The LDEP facility upgrades its heat flow scheme, resulting in a ramp-up of polyethylene production from 112 ktpa to 140 ktpa. Introduction of a Pall microfiltration system for industrial stormwater, a water filtration system with MICROZA membrane modules, and a closed-loop water treatment technology to meet drinking water quality standards.
Kazanorgsintez consolidates all Soviet-era production facilities by acquiring NefteKhimSevilen. The organic products plant and the nitrogen, oxygen and refrigeration plant merged into a single organic products and industrial gas plant. Leonid Alekhin steps down from his position of the general director and is replaced by Farid Minigulov, who previously oversaw the project to launch polycarbonate production.
A new production development programme for 2014–2016 approved. It includes construction of a Technip two-chamber cracking furnace, installation of a new extrusion machine, and a number of measures to improve power supply reliability.
The low-pressure polyethylene production and processing facility commissions a HAVER FFS 2000 granular packaging machine and a MÖLLERS bag palletising and stretch film packaging line.
Commissioning of a new Technip two-chamber cracking furnace with a capacity of 138 ktpa of ethylene to replace the old and worn-out furnaces at the E-100 facility. The low-pressure polyethylene production and processing facility launches a high-density bimodal polyethylene granulation line OJSC Kazanorgsintez becomes PJSC Kazanorgsintez. The Company completes a large-scale restoration of the Sosnovaya Roshcha Park near the Chemical Workers' Palace.

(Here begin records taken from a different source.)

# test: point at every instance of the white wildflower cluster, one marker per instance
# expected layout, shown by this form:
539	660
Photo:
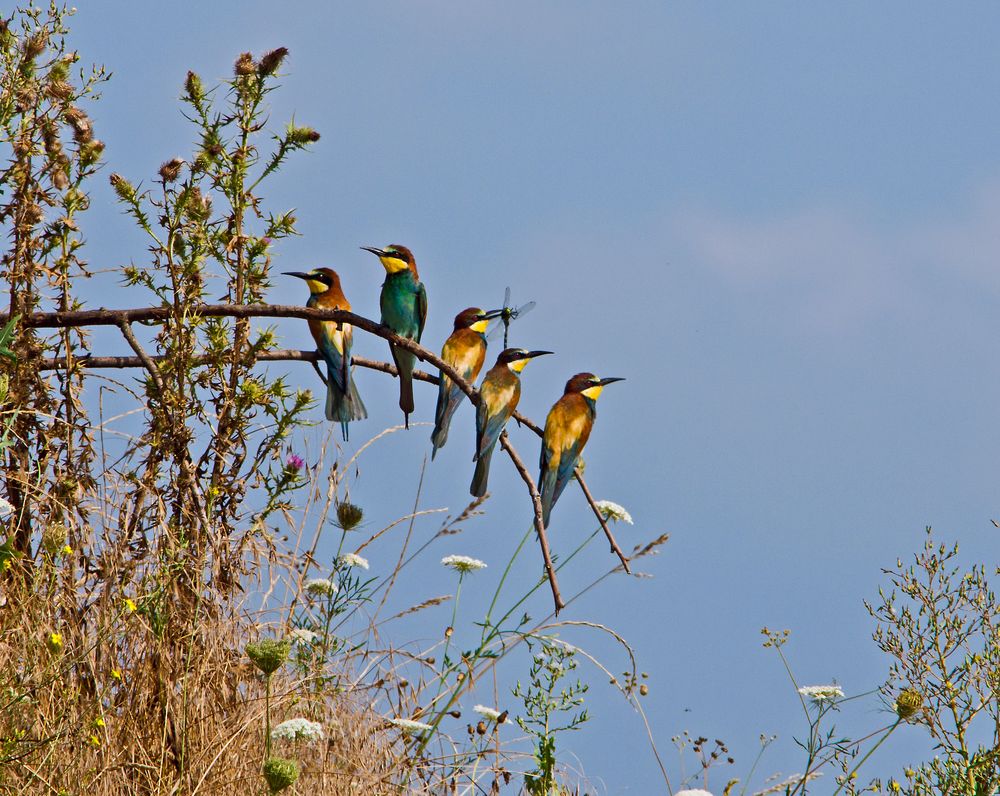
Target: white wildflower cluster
463	564
353	560
822	693
298	730
302	635
410	726
612	511
321	587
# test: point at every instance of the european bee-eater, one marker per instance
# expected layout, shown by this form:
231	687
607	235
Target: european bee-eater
498	398
465	351
333	341
567	429
404	311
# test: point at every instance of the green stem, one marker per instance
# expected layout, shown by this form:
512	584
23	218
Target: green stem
869	754
510	564
267	717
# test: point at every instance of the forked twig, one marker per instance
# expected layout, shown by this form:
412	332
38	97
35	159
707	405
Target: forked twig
536	501
124	317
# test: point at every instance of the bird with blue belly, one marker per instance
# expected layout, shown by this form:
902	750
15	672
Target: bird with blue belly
499	395
567	429
465	351
404	310
333	342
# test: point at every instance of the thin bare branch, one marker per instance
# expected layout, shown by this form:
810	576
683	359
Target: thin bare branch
536	501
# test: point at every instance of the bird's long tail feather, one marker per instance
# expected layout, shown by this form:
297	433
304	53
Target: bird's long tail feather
482	473
343	407
404	364
447	404
547	487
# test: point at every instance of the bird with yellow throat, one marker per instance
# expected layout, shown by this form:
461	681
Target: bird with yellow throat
404	310
333	342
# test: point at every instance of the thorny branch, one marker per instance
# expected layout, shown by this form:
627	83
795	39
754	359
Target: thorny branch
124	317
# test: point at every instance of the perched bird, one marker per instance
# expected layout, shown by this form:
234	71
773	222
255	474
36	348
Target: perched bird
498	397
465	351
567	429
404	311
333	341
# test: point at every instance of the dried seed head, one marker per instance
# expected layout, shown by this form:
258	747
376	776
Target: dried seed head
171	170
269	654
59	179
193	87
59	89
349	516
244	65
53	537
271	61
91	152
280	773
301	136
908	703
33	214
35	46
83	130
26	98
122	187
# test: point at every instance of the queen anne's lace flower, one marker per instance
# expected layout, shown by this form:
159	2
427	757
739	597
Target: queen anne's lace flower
612	511
463	564
298	730
321	587
354	560
410	726
822	693
490	713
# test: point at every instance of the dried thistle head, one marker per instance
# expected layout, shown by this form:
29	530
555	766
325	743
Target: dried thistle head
91	152
271	61
269	654
280	773
194	88
300	136
171	170
83	130
349	516
35	45
244	65
908	703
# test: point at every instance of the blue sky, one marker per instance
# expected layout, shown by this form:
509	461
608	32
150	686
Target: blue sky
777	220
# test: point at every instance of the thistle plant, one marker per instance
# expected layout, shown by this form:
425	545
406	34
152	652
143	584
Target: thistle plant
550	708
940	625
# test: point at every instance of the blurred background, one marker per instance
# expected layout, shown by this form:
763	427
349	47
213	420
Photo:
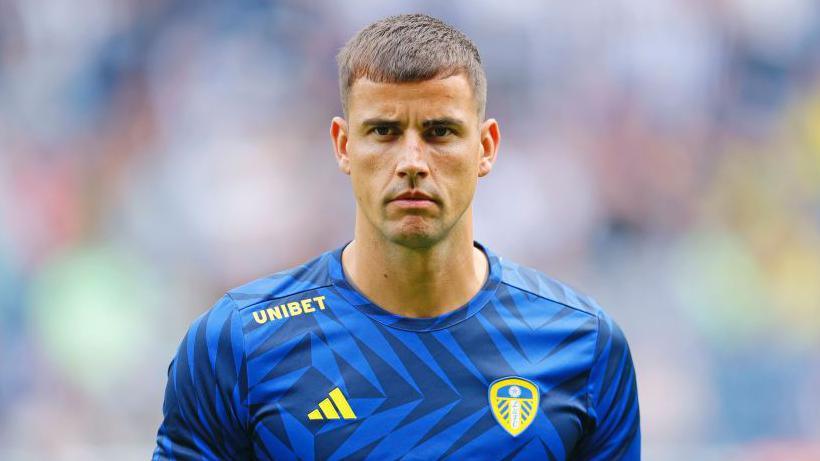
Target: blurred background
661	155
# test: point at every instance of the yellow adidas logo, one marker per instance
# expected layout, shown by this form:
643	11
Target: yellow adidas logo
326	409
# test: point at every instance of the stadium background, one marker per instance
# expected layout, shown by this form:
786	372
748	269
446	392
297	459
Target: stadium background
660	155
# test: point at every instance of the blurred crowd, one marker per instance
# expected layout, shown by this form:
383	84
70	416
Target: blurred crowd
662	156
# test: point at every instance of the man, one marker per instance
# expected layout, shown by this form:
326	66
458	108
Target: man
412	341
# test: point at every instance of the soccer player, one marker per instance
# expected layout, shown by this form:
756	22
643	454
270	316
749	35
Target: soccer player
412	341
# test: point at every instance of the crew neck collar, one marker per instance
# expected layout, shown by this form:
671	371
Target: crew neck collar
368	307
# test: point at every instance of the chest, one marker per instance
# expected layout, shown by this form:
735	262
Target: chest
462	393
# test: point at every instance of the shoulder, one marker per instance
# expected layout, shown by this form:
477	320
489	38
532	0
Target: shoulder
311	275
553	297
550	290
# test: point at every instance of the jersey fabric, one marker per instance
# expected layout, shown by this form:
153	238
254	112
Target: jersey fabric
300	365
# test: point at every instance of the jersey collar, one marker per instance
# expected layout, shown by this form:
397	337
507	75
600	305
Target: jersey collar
379	314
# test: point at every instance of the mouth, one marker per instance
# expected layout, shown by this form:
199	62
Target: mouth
413	199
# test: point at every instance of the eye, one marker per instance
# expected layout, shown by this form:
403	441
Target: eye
382	130
440	131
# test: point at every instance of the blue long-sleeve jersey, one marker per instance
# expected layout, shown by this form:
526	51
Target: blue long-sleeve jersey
300	365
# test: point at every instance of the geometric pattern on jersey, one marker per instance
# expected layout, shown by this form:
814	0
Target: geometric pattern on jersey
251	370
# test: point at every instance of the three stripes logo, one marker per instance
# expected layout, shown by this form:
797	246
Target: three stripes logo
334	406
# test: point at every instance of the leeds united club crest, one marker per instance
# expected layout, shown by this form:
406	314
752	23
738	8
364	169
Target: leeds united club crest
514	402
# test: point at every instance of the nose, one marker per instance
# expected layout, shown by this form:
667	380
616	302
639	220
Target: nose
412	162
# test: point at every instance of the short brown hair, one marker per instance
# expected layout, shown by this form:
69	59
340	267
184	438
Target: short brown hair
410	48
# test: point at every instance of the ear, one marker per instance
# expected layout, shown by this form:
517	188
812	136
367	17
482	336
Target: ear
338	135
490	137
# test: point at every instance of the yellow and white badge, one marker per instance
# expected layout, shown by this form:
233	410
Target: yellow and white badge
514	401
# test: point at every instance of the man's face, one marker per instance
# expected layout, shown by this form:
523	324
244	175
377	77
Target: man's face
414	152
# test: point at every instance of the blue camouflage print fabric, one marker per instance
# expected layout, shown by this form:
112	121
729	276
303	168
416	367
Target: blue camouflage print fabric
300	365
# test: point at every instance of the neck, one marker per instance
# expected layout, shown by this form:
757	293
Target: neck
416	282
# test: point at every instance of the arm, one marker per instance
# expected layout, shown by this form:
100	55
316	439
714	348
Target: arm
205	412
613	399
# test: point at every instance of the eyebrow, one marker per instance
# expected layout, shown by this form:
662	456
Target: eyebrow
443	121
380	122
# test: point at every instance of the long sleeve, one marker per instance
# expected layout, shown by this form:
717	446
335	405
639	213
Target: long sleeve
205	408
615	433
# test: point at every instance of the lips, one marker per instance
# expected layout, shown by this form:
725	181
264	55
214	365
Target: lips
414	195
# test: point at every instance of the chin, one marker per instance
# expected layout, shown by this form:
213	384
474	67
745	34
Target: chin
415	236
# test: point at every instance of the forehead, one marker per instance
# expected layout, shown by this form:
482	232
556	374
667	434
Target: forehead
451	96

Construction of a pipeline from the Company’s water intake to the Salavat Kupere residential complex. Kazanorgsintez assumes full responsibility for supplying drinking water to the complex’s buildings. Launch of a large-scale project to restore the Lebyazhye lake system funded primarily by Kazanorgsintez and TAIF Group.
Approval of a production development programme for 2018–2020 which provides for the commissioning of a new four-chamber cracking furnace, production ramp up to 654 ktpa on the back of the propane scheme, upgrade of reactor B at the low pressure polyethylene production and processing facility, modernisation of the polycarbonate plant with an output increase to 100 ktpa, and introduction of a new cumene production technology. A number of environmental initiatives implemented. The Company launches in-house production of low concentration sodium hypochlorite through electrolysis using domestic salt and completely phases out the use of chlorine in water treatment, refurbishes slag and sludge drying beds at the industrial wastewater neutralisation and treatment facility, and introduces an on-site dual municipal waste collection system. Construction of a railway station control centre and the central entrance checkpoint with a multi-layer security system. Kazanorgsintez repays long-term liabilities it assumed to implement the first large-scale production development programme for 2004–2010.
The low pressure polyethylene production and processing facility begins manufacturing of tubular three-layer FFS film, which, with the help of high-capacity weighing and packaging machines, is then used to make bags for Kazanorgsintez’s own products. The same line also starts using a palletless packaging technology. The Company successfully implements a large-scale project to restore the Lebyazhye lake system. By 2016, three of the four lakes had dried up and one was in dire condition. As part of the project, the remaining lake was completely drained and its bed was reinforced with three layers of a Bentomat clay sealant. Each lake was refilled with water injected from the Izumrudnoye Lake located 1.5 km away, leading to an increase in the area of water bodies with a shoreline from 8 to 36 hectares.
Kazanorgsintez becomes part of SIBUR Holding.